Pragmatiser l’horizon révolutionnaire et désétatiser la gauche

Quelques remarques critiques sur un texte de Geoffroy de Lagasnerie « Du droit à l’émancipation. Sur l’État, Foucault et l’anarchisme »

Par Philippe Corcuff

Co-animateur du séminaire de recherche libertaire ETAPE et membre de la Fédération anarchiste

Le texte présenté par le sociologue et philosophe Geoffroy de Lagasnerie au séminaire de recherche libertaire ETAPE du 11 décembre 2015, sur « Du droit à l’émancipation. Sur l’État, Foucault et l’anarchisme », est passionnant tant pour des militants anarchistes que pour des intellectuels critiques, et bien sûr ceux qui appartiennent aux deux catégories comme moi. Car c’est un texte qui, tout d’abord, leur fournit des ressources renouvelées, en prenant appui sur les analyses du philosophe Michel Foucault, dans la perspective d’une critique radicale de l’État moderne. Mais c’est également un texte propre à leur hérisser le poil anarchiste, bref à les inciter à penser contre leurs propres évidences, ce qui est sans doute quelque chose de plus radicalement libertaire encore. Cependant toute une série d’anarchistes estampillés comme tels, et en particulier ceux qui le sont depuis une longue durée, risquent de ne pas entendre un tel appel à l’esprit libertaire contre sa lettre, tant l’assoupissement dogmatique est actif dans les univers anarchistes comme dans d’autres secteurs militants et critiques.

Amitié intellectuelle

Les milieux intellectuels contemporains, et en particulier au sein des cadres universitaires, apparaissent souvent marqués par des tendances pathologiques rendant difficile l’intercompréhension et la mutualisation des pensées : blessures aigues de la reconnaissance, prégnance du ressentiment après avoir longuement mariné dans l’aigreur, guerres des egos, avidité des luttes des places, exclusivisme d’« écoles », de disciplines ou de sous-disciplines, entre soi de petits groupes, automaticité de l’hostilité et des louanges, concurrences et jalousies variées, crocs-en-jambe, agacements à l’égard de l’originalité chez les autres, etc. Il est plus rare qu’on ne le croit que l’amitié intellectuelle vienne contrecarrer ces logiques socio-psychologiques. C’est le cas ici et le texte de Geoffroy de Lagasnerie est en ce sens un véritable cadeau fait au séminaire ETAPE.
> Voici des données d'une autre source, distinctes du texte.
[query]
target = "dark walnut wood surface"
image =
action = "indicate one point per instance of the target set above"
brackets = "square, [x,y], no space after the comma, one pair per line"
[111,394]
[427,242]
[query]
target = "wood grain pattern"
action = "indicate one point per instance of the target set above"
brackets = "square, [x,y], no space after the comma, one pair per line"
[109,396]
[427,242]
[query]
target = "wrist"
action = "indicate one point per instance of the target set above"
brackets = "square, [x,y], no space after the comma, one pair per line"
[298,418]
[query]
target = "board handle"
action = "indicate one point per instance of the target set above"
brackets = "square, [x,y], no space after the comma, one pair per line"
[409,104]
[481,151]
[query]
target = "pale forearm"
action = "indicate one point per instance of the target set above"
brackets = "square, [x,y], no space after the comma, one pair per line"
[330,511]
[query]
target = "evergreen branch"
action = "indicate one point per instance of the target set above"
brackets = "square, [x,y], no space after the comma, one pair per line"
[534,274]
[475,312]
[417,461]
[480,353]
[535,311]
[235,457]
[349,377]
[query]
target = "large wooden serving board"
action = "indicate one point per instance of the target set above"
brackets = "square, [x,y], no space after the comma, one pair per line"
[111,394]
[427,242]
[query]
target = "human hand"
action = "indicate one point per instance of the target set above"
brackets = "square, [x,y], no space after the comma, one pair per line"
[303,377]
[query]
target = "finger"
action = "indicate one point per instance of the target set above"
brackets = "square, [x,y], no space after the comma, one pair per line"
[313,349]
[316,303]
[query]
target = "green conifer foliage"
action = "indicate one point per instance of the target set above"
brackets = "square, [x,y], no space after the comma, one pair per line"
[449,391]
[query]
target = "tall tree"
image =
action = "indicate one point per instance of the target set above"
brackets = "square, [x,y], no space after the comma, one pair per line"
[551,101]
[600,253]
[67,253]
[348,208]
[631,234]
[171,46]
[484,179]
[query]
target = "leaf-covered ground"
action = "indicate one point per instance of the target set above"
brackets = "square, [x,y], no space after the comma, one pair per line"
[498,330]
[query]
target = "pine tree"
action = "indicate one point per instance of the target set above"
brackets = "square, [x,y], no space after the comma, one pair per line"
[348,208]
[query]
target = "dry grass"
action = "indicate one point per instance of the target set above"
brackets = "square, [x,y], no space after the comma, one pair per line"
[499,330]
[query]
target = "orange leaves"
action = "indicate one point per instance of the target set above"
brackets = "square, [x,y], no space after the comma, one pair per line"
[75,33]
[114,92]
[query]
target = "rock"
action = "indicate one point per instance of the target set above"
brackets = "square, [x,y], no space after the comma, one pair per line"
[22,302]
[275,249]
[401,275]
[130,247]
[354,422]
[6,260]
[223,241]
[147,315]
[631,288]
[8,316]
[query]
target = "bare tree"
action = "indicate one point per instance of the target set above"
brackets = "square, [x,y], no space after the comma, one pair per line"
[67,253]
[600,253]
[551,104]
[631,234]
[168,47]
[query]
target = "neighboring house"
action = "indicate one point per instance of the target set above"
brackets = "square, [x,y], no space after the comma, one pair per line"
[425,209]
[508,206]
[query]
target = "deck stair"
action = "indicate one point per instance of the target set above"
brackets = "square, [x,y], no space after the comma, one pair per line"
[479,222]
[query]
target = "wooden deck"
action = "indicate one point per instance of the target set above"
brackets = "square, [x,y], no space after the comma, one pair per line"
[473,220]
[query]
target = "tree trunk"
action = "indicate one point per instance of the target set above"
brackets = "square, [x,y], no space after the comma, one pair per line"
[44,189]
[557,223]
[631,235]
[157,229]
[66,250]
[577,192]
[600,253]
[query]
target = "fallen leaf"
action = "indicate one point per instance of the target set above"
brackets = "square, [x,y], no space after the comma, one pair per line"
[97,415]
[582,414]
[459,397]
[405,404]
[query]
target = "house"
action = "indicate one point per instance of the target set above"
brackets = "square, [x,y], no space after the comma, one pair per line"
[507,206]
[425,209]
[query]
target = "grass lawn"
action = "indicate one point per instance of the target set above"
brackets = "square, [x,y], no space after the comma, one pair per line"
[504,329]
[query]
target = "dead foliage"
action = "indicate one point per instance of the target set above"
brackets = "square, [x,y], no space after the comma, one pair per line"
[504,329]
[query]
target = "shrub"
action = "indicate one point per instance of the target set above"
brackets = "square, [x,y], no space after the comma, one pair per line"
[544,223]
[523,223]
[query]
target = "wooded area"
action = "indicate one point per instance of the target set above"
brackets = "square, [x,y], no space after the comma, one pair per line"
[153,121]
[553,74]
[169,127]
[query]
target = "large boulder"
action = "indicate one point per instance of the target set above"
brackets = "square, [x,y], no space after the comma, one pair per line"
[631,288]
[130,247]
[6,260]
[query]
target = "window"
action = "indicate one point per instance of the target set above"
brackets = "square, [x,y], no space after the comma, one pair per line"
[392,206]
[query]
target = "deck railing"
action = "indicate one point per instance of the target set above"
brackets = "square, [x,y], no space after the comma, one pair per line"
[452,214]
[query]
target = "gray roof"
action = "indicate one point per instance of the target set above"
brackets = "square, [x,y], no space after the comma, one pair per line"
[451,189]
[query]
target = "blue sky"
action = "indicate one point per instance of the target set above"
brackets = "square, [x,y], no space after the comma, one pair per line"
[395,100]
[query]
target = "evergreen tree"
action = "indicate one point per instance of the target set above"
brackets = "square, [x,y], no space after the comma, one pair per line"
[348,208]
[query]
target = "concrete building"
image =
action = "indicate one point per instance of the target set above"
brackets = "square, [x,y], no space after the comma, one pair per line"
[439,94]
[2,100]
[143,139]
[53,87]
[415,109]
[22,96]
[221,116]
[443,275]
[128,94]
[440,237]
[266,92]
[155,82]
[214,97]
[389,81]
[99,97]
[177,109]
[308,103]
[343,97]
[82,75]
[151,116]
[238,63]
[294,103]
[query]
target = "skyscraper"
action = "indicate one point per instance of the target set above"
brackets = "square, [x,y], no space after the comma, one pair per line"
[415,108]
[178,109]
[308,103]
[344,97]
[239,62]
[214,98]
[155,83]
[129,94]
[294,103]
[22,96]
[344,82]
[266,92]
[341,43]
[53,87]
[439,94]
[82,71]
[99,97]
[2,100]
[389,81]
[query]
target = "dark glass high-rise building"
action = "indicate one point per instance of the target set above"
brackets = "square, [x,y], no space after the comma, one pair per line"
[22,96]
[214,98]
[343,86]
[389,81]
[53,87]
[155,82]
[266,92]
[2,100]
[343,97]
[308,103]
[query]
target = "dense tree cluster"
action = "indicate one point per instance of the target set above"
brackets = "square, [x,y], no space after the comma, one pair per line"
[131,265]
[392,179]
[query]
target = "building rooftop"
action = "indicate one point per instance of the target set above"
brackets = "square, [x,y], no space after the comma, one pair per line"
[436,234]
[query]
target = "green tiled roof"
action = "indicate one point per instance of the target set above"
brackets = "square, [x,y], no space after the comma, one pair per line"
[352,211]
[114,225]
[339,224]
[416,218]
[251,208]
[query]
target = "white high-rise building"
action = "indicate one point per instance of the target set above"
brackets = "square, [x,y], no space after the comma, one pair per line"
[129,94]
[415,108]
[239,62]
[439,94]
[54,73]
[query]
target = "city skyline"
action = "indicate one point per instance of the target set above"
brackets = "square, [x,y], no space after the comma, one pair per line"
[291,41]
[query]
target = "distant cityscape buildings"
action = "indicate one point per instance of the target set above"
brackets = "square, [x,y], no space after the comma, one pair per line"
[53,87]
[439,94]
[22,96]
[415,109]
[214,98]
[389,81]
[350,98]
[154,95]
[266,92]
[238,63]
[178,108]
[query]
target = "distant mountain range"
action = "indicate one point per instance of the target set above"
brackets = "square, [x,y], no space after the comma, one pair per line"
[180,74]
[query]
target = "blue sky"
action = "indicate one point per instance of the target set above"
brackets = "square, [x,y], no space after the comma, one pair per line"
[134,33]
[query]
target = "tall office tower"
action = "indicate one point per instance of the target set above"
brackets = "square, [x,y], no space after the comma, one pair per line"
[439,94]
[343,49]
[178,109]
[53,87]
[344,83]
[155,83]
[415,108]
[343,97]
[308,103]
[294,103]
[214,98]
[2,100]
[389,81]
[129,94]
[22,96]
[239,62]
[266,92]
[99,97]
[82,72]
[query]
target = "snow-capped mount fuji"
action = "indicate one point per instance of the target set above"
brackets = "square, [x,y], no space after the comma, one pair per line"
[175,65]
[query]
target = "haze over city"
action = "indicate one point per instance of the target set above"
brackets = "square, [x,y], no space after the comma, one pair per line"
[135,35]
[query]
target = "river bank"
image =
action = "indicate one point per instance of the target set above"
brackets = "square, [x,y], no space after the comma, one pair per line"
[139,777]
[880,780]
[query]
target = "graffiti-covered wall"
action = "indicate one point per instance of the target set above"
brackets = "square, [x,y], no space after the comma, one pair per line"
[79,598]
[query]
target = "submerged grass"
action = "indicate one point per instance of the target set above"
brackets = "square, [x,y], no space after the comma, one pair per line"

Manuel Cervera-Marzal a fort bien dégagé les apports principaux de ce texte dans son « rapport compréhensif » du séminaire ETAPE, « Á propos de Foucault, de l’Etat et de l’anarchisme. Rapport compréhensif sur un texte de Geoffroy de Lagasnerie pour un séminaire ETAPE », et je ne reviendrai pas dessus ici. Je les considérerai comme acquis. Cependant une amitié intellectuelle, cela ne suppose pas nécessairement l’accord, et en tout cas l’accord sur tout. Et elle se révèle même encore plus belle quand elle se coltine des différences et des divergences, et donc qu’elle permet aux amis de se déplacer dans l’échange, et pas nécessairement dans le sens de chacun des interlocuteurs, mais à partir des problèmes que chacun a formulé. L’amitié intellectuelle n’est pas, en ce sens, une prison ou une église : elle stimule à l’inverse la polyphonie, en incitant à l’exploration.

Ce court texte esquissera alors deux grandes séries de remarques critiques sur le texte de Geoffroy de Lagasnerie, qui me permettront de reformuler et de préciser mes propres analyses : sur la révolution sociale et sur l’État. Ces reformulations demeureront provisoires, tant il s’agit de questions vives et en mouvement pour les réflexions coopératives et individualisées générées par le séminaire ETAPE.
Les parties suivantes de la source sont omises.